The article references this being a problem for the 3rd world most of all. For cheap markets. And it is, but we've also seen this in the first world, from companies such as Mitsubishi cutting costs:
https://topclassactions.com/la...
The long story short of the above, if you dig, is that they simply removed the battery warmer. "Why would people in Canada need a battery warmer?", they presumably thought. Bad news for them, their marketing brochures, and website still said it came with a battery warmer. Further dealers and sales at dealers weren't told before the model came out, and most dealers didn't know until customers started getting stranded in -20C weather.
After all, who disassembles an entirely new vehicle's battery pack to see? Especially when Mitsubishi says it has one still.
They also kept this advertising it had a battery warmer for quite some time, despite complaints. I think it was a year+.
Couple that with the next move, they removed the lead acid 12V battery too. While a weight and cost saving measure which makes sense on the surface, with no battery heater, the PHEV couldn't start, as drawing power from a -18C (or some such temp) battery will destroy it.
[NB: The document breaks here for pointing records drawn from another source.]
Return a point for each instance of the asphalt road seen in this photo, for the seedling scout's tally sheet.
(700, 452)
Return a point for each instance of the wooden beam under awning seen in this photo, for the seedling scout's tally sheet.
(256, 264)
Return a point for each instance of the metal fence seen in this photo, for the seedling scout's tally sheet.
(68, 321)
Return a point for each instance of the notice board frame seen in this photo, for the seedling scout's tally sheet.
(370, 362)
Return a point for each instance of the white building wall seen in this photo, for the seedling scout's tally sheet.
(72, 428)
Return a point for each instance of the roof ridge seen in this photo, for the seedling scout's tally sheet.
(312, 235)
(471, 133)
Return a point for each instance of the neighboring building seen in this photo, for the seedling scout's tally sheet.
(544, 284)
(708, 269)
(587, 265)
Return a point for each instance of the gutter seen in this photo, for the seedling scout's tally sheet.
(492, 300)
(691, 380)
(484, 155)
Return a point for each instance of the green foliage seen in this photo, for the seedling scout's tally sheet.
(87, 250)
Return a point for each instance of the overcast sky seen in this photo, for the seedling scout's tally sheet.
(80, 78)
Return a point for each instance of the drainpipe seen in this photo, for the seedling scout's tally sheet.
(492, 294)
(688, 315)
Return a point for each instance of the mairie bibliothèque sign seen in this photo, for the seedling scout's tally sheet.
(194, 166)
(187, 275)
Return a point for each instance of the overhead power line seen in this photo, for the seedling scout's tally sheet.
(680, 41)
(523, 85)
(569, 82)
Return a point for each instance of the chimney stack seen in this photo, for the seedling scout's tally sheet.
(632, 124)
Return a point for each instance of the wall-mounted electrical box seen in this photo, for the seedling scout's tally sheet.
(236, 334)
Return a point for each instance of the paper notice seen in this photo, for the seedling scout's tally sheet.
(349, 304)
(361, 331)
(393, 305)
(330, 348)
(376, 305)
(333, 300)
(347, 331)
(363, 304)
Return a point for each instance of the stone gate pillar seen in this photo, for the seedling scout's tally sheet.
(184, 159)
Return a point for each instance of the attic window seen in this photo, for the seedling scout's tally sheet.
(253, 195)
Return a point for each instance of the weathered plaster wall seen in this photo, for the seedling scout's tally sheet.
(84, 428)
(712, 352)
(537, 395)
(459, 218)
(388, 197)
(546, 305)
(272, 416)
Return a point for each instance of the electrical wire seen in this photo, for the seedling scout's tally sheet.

So the computer won't let you draw any power until the battery pack is warmer.
If there was a 12V acid battery, it could start the engine, which could then warm the battery pack via charging, and then you could draw power from it.
So:
- they removed the battery warmer, and lied about it
- they removed the 12V lead acid, without thinking of the consequences (or didn't care)
- people were constantly stranded
Literally not knowing that the battery heater was removed, as the car manual, the documentation on the website, the sales people all said it had one, people would discover this problem in horrible ways. Some would keep their car in a heated garage, then drive to the grocery store, and when coming out the car would be too cold to start. Yay!
I haven't heard of anyone in an emergency, but with zero power and the right conditions, you could literally be stranded on the side of the road. At -40C. With no heater, because no battery. Yes, this could happen with any car breakdown, however this wasn't a car breakdown... this was Mitsubishi being incredibly stupid, cheap, lying about it, pretending there wasn't a problem for more than a year, gaslighting people, the list goes on. And you, dear consume, get to suffer.
I hope Mitsubishi gets completely destroyed and leaves the Canadian market as a result, but we'll see I suppose. Point is, people even selling into Western markets will pull stupid junk like this, because even car manufacturers barely understand it.